# [VZW] Root not sticking on my phone



## metalhead520 (Jul 26, 2012)

Mod Type:: ROM

Difficulty:: Very Easy

Mod Base:: TouchWiz (Samsung)

Mod Status:: Stable

Apply In:: CWM Recovery

Carrier:: Verizon

Optional:: Requires Data/Cache Wipe

Requires Root:: Yes

Optional:: Debloated

Android Version:: 4.0.4 (ICS)

Source:: 
First off hi everyone . I'm new to the forums but not new to the rooting and roming game for Android....been doing it since the original Droid. Every day for the past week I've been finding new roms to load on my SGSIII and its great how the devs can do so much with so little because of the locked bootloader. Yeah there pretty much stock roms but a lot of tweaking has been done to them which is awesome. Anyways I've been putting on the Synergy rom since 1.0 then 1.1 and now 1.2, but before that was Beans rom and another one which I can't think of right now. Each time after playing with them using the stock rom to go back to stock and wipe everything clean. Odin never fails to flash back to stock which is a good thing cause I don't want a bricked phone. All of the sudden yesterday after putting 1.1 of Synergy and 1.2 on my phone fails to keep root. I know this because I run a few rooted programs such as cache cleaner by L Sartory and root checker which probably isn't root but will show you if you have proper root installed. Root checker shows once that I have root then when I go to update the binary for superuser thats when everything fubars.

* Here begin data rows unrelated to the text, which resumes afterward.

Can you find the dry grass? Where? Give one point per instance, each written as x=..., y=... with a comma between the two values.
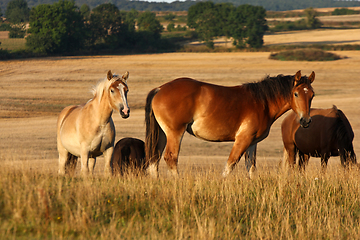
x=36, y=203
x=12, y=43
x=304, y=55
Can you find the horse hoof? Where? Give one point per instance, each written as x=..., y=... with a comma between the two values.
x=252, y=172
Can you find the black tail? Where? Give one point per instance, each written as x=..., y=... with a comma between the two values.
x=344, y=136
x=152, y=131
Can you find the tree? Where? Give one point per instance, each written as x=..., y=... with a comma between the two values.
x=195, y=12
x=248, y=26
x=204, y=17
x=107, y=26
x=85, y=11
x=147, y=22
x=17, y=11
x=311, y=18
x=57, y=28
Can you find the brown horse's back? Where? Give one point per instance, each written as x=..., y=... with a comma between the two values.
x=129, y=156
x=329, y=134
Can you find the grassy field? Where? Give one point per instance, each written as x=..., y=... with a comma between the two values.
x=36, y=203
x=12, y=43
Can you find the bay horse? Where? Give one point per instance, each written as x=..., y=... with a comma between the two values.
x=87, y=130
x=129, y=156
x=243, y=114
x=330, y=134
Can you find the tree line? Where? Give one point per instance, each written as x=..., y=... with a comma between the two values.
x=274, y=5
x=63, y=28
x=245, y=24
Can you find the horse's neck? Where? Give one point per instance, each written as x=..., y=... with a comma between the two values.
x=102, y=110
x=278, y=108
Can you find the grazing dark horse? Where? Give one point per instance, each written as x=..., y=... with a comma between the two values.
x=129, y=156
x=243, y=114
x=330, y=134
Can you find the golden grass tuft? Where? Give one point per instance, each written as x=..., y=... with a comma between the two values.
x=37, y=204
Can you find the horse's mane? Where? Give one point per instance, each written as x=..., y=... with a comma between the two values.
x=270, y=88
x=342, y=129
x=102, y=85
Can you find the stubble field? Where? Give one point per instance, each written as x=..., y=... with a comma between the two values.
x=36, y=202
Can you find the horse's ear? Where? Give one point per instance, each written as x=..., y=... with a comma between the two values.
x=109, y=76
x=312, y=77
x=297, y=76
x=126, y=76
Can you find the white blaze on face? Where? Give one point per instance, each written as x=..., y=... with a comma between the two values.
x=123, y=96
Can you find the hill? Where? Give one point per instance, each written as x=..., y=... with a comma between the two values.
x=276, y=5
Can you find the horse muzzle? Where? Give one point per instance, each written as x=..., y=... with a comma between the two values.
x=124, y=113
x=305, y=122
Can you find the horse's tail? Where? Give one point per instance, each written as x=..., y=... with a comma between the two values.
x=153, y=131
x=344, y=136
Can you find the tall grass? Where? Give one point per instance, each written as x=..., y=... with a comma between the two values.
x=197, y=206
x=13, y=44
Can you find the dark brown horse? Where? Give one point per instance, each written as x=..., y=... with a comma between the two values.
x=129, y=156
x=243, y=114
x=330, y=134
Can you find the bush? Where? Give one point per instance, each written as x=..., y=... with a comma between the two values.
x=17, y=32
x=344, y=11
x=304, y=55
x=170, y=27
x=5, y=27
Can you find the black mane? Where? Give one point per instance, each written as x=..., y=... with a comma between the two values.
x=270, y=88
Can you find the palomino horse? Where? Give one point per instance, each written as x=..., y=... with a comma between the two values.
x=330, y=134
x=87, y=131
x=243, y=114
x=129, y=156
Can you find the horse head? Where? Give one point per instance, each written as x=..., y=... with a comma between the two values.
x=118, y=93
x=301, y=97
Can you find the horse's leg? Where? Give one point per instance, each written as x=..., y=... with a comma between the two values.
x=70, y=164
x=108, y=157
x=63, y=159
x=324, y=161
x=240, y=145
x=153, y=164
x=92, y=162
x=250, y=160
x=302, y=161
x=84, y=158
x=172, y=150
x=289, y=156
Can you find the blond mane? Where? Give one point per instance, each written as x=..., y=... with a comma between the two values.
x=102, y=85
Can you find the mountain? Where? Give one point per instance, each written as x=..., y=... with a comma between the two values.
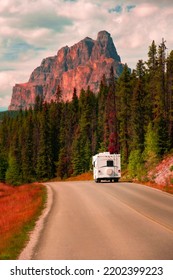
x=78, y=66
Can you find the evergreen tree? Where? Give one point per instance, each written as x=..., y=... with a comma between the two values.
x=124, y=113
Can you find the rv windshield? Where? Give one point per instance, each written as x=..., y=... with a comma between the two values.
x=110, y=163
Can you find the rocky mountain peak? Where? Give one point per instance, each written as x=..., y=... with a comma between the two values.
x=78, y=66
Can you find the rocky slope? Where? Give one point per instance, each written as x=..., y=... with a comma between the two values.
x=162, y=174
x=79, y=66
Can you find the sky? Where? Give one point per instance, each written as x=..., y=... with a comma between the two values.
x=31, y=30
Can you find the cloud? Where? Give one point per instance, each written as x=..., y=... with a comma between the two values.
x=31, y=30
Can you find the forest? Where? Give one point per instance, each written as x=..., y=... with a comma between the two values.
x=131, y=115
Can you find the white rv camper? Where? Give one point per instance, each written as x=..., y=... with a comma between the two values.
x=106, y=166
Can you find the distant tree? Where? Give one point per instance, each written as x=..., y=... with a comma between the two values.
x=124, y=113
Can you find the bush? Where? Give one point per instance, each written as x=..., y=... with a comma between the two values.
x=136, y=166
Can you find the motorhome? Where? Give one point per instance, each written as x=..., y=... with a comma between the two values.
x=106, y=166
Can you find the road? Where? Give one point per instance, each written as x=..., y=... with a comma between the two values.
x=107, y=221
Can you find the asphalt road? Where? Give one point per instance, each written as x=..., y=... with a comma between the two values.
x=90, y=221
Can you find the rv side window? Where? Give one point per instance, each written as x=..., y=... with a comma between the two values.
x=110, y=163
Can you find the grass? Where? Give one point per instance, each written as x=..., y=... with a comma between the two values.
x=20, y=208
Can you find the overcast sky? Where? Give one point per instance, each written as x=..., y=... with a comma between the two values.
x=31, y=30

Ill be trying to install busybox cause that specific cache cleaner looks for it and it says its not installed. So I go to install Jrummy's busybox and it fails each time now. Then I go to check root checker and I magically don't have root anymore and can't run my rooted apps. I'm extremely confused guys, have I flashed too much to where my system doesn't want to keep root anymore or did I do something worse? Thankfully I can get back to stock by flashing the stock rom in Odin so thats not bad but the root66 corrected rooted rom and the other cruddy one that people have been using refuse to hold root for more than one or two tries. I really don't know what to do anymore, I want root back and the ability to flash the awesome roms that are starting to come out to my phone :-(.


----------



## landshark (Aug 6, 2011)

Development section is for ROM, kernel, and related releases ONLY. Please post questions in the appropriate thread that already exists, or post question threads in the general section. Moving to SGS3 general sub-forum.


----------



## metalhead520 (Jul 26, 2012)

landshark said:


> Development section is for ROM, kernel, and related releases ONLY. Please post questions in the appropriate thread that already exists, or post question threads in the general section. Moving to SGS3 general sub-forum.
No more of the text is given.